Prediction of Bitcoin

#pip install cryptocmd
# Data manipulation
# ==============================================================================
import pandas as pd
import numpy as np
import datetime
from cryptocmd import CmcScraper

# Plots
# ==============================================================================
import matplotlib.pyplot as plt
%matplotlib inline
import plotly.graph_objects as go
from plotly.subplots import make_subplots
import plotly.express as px
import seaborn as sns
from statsmodels.graphics.tsaplots import plot_acf
from statsmodels.graphics.tsaplots import plot_pacf
plt.style.use('ggplot')

# Bitcoin colors
# ==============================================================================
palette_btc = {'orange': '#f7931a',
               'white' : '#ffffff',
               'gray'  : '#4d4d4d',
               'blue'  : '#0d579b',
               'green' : '#329239'
              }

# Modelling and Forecasting
# ==============================================================================
from skforecast.ForecasterAutoreg import ForecasterAutoreg
from skforecast.model_selection import backtesting_forecaster
from lightgbm import LGBMRegressor
from sklearn.metrics import mean_absolute_error

Data download

STEPS

  • Here I extract the information between certain dates with the "CmcScraper" library
  • Data is sorted by the "Date" column so it can be done by ascending way, and replacing the original dataframe by using inplace argument.
  • Set_option and reset_option are methods that force python to show when displaying
# Data download
# ==============================================================================


# Scraper is initialized, symbol, start and end of download are included
scraper = CmcScraper('BTC', '28-04-2013', '01-01-2022')
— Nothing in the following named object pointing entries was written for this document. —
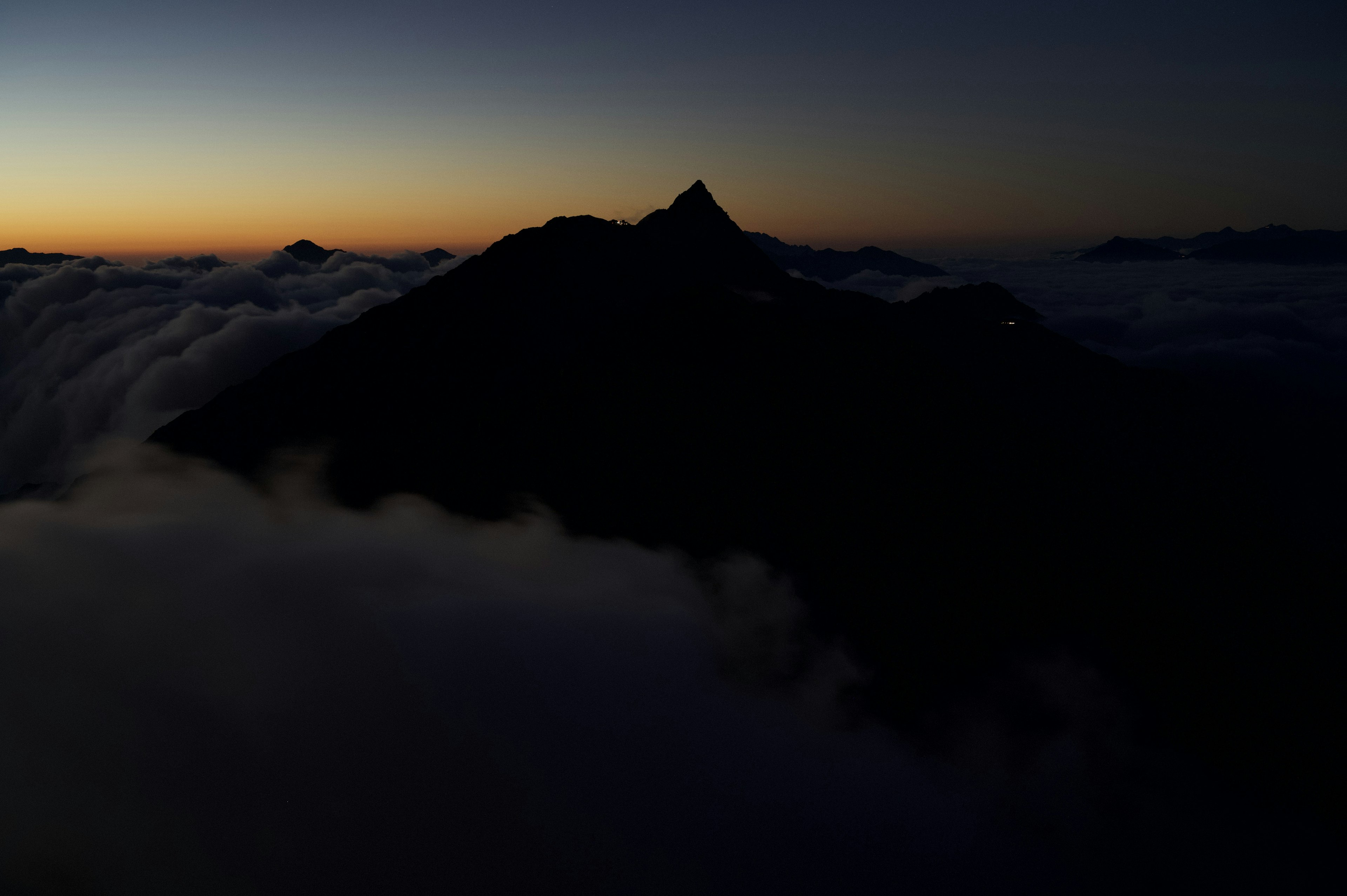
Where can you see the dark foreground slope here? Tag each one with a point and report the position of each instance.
(960, 495)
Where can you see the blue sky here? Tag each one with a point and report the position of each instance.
(372, 126)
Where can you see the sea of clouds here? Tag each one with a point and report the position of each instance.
(95, 348)
(1267, 326)
(209, 688)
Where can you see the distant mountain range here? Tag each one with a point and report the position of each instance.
(951, 487)
(1124, 250)
(314, 254)
(1273, 244)
(833, 266)
(24, 256)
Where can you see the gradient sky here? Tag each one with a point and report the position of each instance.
(147, 127)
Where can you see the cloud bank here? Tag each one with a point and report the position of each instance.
(209, 689)
(1264, 325)
(96, 347)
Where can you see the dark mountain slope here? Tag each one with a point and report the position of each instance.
(24, 256)
(436, 256)
(1226, 235)
(310, 252)
(1124, 250)
(833, 266)
(956, 491)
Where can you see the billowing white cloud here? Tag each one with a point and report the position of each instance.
(1267, 325)
(208, 689)
(93, 347)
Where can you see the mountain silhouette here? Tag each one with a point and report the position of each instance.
(436, 256)
(833, 266)
(1272, 244)
(1225, 235)
(1124, 250)
(310, 252)
(24, 256)
(1302, 248)
(953, 488)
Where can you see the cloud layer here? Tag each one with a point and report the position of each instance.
(1264, 325)
(208, 689)
(96, 347)
(212, 690)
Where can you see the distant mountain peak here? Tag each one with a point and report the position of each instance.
(310, 251)
(24, 256)
(1124, 250)
(832, 266)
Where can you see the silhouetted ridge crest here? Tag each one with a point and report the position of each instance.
(24, 256)
(833, 266)
(983, 302)
(310, 252)
(697, 230)
(947, 494)
(1124, 250)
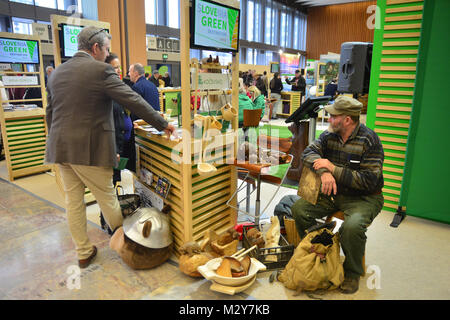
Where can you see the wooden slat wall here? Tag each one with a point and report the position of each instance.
(400, 46)
(330, 26)
(26, 146)
(209, 193)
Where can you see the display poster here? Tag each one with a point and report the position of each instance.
(20, 80)
(41, 30)
(70, 41)
(289, 63)
(310, 75)
(19, 51)
(216, 26)
(211, 81)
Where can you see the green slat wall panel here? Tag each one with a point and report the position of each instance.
(394, 67)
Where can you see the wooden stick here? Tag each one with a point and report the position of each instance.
(241, 255)
(237, 252)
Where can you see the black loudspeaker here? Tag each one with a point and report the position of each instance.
(354, 68)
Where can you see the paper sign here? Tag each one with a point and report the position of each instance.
(212, 81)
(19, 51)
(20, 81)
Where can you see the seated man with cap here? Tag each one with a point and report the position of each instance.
(348, 157)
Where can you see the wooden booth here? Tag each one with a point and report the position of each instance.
(23, 126)
(198, 199)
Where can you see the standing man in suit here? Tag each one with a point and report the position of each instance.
(81, 139)
(145, 88)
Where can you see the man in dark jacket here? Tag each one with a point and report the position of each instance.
(81, 140)
(348, 158)
(145, 88)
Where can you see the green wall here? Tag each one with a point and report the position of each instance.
(426, 189)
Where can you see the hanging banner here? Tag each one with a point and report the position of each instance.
(215, 25)
(19, 51)
(211, 81)
(41, 30)
(20, 81)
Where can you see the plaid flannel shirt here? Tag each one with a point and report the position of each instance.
(359, 162)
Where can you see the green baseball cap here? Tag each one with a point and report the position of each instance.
(344, 105)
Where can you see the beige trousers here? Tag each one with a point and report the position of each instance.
(99, 181)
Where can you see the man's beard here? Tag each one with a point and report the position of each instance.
(336, 130)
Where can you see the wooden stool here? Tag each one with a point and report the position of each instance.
(340, 215)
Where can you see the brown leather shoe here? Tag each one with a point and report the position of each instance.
(86, 262)
(350, 285)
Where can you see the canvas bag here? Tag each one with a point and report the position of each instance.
(314, 266)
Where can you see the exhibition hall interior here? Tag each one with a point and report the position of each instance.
(224, 150)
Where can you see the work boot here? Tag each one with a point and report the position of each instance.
(350, 285)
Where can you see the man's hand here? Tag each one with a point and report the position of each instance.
(169, 130)
(323, 164)
(328, 184)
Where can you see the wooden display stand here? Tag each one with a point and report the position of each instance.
(24, 132)
(56, 21)
(294, 99)
(198, 202)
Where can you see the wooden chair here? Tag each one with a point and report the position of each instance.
(340, 215)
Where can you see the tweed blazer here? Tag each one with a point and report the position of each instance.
(79, 113)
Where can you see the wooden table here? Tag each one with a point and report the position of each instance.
(259, 172)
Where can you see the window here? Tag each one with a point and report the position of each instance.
(173, 13)
(150, 11)
(268, 29)
(24, 1)
(250, 20)
(23, 26)
(283, 29)
(46, 3)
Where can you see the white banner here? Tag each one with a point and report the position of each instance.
(20, 81)
(151, 43)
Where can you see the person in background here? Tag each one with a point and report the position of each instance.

# Transform collected data into a dataframe
data = scraper.get_dataframe()
data.sort_values(by='Date', ascending=True, inplace=True)
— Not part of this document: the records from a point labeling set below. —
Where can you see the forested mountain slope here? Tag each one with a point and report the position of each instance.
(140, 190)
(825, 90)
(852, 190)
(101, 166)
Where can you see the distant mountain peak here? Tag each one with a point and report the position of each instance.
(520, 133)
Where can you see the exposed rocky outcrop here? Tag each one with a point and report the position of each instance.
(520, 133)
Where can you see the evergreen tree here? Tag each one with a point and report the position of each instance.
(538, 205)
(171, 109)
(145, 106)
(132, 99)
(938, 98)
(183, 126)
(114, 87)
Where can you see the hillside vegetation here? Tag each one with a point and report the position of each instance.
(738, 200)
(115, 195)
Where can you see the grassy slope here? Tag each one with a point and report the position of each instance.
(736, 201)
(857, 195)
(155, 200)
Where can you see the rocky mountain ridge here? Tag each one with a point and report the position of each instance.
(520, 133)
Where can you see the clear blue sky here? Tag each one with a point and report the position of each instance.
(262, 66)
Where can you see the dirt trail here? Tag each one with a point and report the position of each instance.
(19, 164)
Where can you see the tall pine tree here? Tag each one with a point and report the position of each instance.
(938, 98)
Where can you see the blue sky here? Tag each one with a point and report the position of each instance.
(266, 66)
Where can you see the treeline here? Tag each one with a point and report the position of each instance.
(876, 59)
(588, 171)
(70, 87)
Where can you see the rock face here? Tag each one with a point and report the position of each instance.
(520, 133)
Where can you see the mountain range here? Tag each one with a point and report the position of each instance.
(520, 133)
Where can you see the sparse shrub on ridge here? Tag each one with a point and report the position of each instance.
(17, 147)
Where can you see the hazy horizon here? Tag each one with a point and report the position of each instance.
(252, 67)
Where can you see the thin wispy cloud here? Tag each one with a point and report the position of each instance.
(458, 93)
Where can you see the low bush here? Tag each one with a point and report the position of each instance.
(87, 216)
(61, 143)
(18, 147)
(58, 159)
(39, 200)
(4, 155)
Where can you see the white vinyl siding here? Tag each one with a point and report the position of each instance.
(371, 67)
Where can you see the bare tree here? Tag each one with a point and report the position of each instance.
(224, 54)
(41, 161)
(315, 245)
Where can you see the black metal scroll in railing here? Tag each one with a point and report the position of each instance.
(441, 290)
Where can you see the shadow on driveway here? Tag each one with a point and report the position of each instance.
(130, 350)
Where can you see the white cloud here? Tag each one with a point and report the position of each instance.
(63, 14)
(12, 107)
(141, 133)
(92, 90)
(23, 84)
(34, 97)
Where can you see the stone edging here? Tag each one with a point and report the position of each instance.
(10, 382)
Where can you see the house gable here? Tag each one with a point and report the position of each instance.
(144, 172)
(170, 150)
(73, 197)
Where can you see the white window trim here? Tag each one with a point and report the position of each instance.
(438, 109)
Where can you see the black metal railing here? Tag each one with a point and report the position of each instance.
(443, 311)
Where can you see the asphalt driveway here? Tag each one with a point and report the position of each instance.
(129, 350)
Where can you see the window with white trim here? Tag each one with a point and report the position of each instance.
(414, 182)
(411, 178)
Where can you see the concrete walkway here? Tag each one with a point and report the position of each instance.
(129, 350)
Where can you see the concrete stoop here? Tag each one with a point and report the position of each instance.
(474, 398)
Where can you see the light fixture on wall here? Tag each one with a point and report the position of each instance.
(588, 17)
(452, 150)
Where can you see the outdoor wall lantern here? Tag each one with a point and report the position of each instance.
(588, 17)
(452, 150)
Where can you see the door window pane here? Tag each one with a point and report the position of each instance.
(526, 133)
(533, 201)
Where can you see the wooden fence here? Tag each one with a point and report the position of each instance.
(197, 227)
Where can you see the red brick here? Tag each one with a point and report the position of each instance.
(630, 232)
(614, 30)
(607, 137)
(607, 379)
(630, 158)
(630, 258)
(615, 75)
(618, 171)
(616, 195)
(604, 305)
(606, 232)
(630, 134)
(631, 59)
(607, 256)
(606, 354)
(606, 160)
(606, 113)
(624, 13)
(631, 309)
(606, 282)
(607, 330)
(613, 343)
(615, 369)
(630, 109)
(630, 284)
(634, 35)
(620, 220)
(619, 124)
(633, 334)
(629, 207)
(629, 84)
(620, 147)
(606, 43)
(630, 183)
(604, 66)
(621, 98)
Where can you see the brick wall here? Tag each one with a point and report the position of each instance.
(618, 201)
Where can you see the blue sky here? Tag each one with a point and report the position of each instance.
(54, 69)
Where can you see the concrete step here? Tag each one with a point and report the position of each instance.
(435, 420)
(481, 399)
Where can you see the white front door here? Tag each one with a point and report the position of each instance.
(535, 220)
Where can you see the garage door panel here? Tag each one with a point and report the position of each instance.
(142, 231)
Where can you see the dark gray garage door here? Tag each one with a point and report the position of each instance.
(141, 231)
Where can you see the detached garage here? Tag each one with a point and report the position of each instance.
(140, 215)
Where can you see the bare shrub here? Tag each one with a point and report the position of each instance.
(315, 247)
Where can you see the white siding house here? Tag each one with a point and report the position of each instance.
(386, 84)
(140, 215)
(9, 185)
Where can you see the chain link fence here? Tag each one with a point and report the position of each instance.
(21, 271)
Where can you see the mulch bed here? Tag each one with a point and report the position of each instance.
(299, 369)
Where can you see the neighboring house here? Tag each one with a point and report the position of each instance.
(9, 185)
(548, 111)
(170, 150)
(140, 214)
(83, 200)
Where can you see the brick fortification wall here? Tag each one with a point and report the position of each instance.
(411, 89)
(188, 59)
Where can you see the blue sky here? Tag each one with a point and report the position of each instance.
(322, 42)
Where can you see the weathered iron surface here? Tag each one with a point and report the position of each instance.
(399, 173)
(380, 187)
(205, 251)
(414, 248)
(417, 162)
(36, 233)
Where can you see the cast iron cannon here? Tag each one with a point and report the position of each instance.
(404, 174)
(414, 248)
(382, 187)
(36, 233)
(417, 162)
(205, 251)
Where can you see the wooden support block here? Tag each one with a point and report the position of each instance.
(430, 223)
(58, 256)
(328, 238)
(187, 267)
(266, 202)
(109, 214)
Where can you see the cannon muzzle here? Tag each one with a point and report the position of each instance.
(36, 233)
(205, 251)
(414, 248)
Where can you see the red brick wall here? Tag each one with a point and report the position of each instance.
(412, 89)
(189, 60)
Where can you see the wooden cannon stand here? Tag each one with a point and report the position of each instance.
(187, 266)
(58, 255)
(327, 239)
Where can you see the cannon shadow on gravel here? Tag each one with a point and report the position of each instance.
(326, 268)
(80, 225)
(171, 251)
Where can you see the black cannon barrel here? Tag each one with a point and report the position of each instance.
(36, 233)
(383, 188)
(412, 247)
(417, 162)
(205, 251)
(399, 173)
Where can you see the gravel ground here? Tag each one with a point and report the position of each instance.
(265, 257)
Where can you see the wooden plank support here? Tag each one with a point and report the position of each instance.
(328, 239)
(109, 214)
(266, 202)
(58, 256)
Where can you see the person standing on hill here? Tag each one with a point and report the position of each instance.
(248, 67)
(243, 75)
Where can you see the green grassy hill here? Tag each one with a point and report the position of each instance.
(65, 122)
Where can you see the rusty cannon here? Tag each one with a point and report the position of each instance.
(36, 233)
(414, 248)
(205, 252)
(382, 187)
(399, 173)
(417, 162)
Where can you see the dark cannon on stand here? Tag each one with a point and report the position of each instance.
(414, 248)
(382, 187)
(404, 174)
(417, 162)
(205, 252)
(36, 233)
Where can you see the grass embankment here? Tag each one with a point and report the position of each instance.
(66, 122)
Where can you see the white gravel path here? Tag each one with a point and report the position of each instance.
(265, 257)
pd.set_option('display.max_columns', None)

display(data.head(10))

pd.reset_option('display.max_columns')

Preparing the Data for the Machine Learning model

Steps

  • the next line we select ['date', 'Open', 'Close', 'High', 'Low'] columns of the original DataFrame (keep in mind that this reduces the amount of memory needed and could be useful for large dataframes).
  • I ask to Python to replace atomatically the whole columns names to be as lower case.
  • The format of the date column is changed so this column will be replaced by (years-month-day) (hour:minutes:seconds).
  • set_index to date asks to use this entire column as index (the number column at the very left of the table, see above).
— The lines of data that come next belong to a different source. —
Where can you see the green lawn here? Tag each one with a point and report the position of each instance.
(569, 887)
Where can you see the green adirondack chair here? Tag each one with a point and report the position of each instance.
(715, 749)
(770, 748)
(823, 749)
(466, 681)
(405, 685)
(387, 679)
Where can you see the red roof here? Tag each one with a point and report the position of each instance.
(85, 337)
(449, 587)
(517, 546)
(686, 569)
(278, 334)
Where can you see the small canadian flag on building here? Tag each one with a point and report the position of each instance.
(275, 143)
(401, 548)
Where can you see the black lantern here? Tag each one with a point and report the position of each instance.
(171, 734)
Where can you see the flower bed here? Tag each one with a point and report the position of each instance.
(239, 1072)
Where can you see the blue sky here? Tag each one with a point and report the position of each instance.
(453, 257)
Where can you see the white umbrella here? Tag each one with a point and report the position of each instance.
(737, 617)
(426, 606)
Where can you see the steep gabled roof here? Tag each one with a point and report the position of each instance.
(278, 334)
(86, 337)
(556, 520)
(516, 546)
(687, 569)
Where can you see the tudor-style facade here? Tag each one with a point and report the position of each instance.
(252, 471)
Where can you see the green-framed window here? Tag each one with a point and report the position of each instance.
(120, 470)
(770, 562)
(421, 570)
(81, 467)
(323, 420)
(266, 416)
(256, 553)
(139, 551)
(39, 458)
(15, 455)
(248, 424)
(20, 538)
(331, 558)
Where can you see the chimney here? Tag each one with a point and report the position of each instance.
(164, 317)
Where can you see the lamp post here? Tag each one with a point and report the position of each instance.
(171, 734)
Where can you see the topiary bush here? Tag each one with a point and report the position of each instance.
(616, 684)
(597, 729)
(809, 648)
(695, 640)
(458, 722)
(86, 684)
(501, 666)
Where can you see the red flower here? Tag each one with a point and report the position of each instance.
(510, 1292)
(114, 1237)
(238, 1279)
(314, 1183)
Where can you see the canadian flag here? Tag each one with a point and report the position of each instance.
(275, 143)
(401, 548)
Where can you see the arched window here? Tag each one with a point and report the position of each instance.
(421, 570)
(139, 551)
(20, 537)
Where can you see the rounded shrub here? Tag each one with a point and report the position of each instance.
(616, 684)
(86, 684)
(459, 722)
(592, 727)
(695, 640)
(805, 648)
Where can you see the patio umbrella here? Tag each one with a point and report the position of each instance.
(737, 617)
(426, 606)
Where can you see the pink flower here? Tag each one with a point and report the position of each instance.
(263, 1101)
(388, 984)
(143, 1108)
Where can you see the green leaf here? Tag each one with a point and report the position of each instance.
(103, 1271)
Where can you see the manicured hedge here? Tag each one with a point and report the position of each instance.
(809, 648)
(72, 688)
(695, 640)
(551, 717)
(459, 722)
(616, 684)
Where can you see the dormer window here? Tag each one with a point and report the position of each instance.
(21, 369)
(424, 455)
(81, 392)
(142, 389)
Careful: this Jupyter Cell should be executed one time

# Data preparation
# ==============================================================================
# data['date'] = pd.to_datetime(data['Date'], format='%Y-%m-%d %H:%M:%S')
data = data[['Date', 'Open', 'Close', 'High', 'Low']]
# data = data.loc[:, ['date', 'Open', 'Close', 'High', 'Low']]
#name replacement
oldnames  = list(data.columns)
newnames  = [i.lower() for i in oldnames]
replacement_names = dict(zip(oldnames,newnames))
data = data.rename(replacement_names, axis=1)
#change format
data['date'] = pd.to_datetime(data['date'], format='%Y-%m-%d %H:%M:%S')
data = data.set_index('date')
  • Here we change the frequency of sampling the dataframe in days ('D').
  • The asfreq will create new Null values (Null) in the data frame to fill the empty spaces and thus fulfill the task of having a day frecuency, in this case.
  • Because we will have Null values in de DF, we have to check if it has Null values or not with isnull.
  • Then we sort the indexes.
data = data.asfreq('D')
print('Columns with missing values\n\n',data.isnull().sum())
#another way to do it is: print(f'Number of rows with missing values: {data.isnull().any(axis=1).mean()}')
data = data.sort_index()

Bitcoin halving as an exogenous variable

... It is intended to use the days remaining until the next halving and its mining rewards as exogenous variables to predict the price of Bitcoin. The next halving is estimated to occur approximately in 2024, although its exact date is unknown. The remaining blocks as of 2022-01-14 from the Coinmarketcap website, 121,400, and the average number of Bitcoin network blocks mined per day, 144 (average block time ≈ 10 minutes) are used to determine it.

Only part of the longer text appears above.